Cardiomyopathy is the leading cause of death in the X-linked disorder, Duchenne Muscular Dystrophy (DMD) yet optimal management strategies remain undetermined. Advances in the search for novel DMD treatments, particularly at cell and molecular levels, rely heavily on the use of translational animal models. It is crucial that these models faithfully recapitulate the human clinical phenotype to best expedite the development of promising treatments.
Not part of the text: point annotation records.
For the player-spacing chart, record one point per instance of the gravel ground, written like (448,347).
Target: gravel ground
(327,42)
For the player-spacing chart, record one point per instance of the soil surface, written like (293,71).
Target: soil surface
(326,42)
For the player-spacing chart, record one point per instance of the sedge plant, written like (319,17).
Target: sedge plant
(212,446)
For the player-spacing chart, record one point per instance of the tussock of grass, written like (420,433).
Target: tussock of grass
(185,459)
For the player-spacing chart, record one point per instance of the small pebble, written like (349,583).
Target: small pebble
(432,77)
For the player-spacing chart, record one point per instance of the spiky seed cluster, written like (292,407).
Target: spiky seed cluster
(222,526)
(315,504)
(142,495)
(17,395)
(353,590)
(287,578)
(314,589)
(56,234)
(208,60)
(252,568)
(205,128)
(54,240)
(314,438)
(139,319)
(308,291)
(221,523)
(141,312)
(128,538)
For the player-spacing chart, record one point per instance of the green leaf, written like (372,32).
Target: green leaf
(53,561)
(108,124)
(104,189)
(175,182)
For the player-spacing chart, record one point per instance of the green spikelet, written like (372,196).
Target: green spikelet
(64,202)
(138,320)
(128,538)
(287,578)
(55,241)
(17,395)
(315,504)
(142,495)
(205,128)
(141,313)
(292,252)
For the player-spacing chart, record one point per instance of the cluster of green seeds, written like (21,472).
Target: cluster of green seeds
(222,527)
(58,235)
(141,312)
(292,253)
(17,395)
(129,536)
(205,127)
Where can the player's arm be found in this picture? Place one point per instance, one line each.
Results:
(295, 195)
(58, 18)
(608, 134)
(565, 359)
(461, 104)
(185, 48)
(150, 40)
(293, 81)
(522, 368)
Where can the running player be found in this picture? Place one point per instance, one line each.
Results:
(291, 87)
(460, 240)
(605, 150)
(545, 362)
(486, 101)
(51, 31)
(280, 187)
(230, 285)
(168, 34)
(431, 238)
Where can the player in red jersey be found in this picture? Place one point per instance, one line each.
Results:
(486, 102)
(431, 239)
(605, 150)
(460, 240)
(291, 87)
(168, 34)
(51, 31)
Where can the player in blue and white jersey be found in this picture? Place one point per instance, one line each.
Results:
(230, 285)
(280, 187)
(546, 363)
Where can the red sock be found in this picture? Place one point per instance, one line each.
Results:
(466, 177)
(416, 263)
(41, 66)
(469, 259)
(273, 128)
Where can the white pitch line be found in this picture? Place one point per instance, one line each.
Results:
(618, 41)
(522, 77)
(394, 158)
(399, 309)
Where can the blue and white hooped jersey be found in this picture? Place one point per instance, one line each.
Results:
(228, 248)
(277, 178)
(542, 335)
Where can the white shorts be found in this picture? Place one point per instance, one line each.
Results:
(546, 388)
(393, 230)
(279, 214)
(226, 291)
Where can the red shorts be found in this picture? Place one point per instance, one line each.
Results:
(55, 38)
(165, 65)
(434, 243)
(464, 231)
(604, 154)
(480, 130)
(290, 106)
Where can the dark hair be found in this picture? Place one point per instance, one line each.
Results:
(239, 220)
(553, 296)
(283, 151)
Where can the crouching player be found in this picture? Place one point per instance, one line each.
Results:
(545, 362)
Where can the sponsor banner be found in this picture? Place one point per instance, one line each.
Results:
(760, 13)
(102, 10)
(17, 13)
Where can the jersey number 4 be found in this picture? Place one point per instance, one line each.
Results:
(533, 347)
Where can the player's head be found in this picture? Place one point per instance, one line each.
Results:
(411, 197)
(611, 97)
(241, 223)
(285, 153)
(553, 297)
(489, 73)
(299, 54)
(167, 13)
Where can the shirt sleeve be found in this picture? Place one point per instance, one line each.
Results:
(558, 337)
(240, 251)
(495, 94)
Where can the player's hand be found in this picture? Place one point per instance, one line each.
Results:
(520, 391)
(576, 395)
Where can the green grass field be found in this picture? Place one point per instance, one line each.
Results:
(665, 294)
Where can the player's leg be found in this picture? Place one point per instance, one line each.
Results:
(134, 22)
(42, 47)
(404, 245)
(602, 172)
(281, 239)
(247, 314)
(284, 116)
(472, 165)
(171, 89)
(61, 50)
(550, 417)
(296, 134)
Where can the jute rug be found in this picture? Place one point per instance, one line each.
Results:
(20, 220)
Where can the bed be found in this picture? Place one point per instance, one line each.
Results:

We sought comprehensively to describe the cardiac phenotype of DE50-MD dogs, a novel dystrophin-deficient model that harbours a mutation within the principal DMD mutational hotspot. Cardiac magnetic resonance imaging and echocardiographic studies were performed at approximately 12-week intervals in male, 3- to 18- month-old DE50-MD (n=17) and age-matched littermates, wild type (WT, n=14) dogs. Late gadolinium enhancement (LGE) imaging was performed in a subpopulation of DE50-MD (n=10) and WT (n=11) dogs aged 9 to 18 months. The DE50-MD dogs had smaller left ventricular (LV) mass and LV dimensions than WT dogs. While global ventricular systolic function was preserved, DE50-MD dogs showed early differences in strain and strain rate parameters. Only DE50-MD dogs demonstrated LGE (3/8 dogs studied at 18 months); the subepicardial to transmural, mid-to-basal LV LGE distribution resembling that of DMD patients and of other dystrophic dog models. Histopathological assessment confirmed that LGE corresponded to fibrofatty myocardial scarring, as described in DMD patients and other canine models of dystrophin-deficient cardiomyopathy. The DE50-MD early preclinical cardiac phenotype shares key features of DMD cardiomyopathy prior to onset of global LV systolic dysfunction. Their disproportionately low LV volume to mass supports possible combined physiological hypotrophy and tonic contraction in affected animals.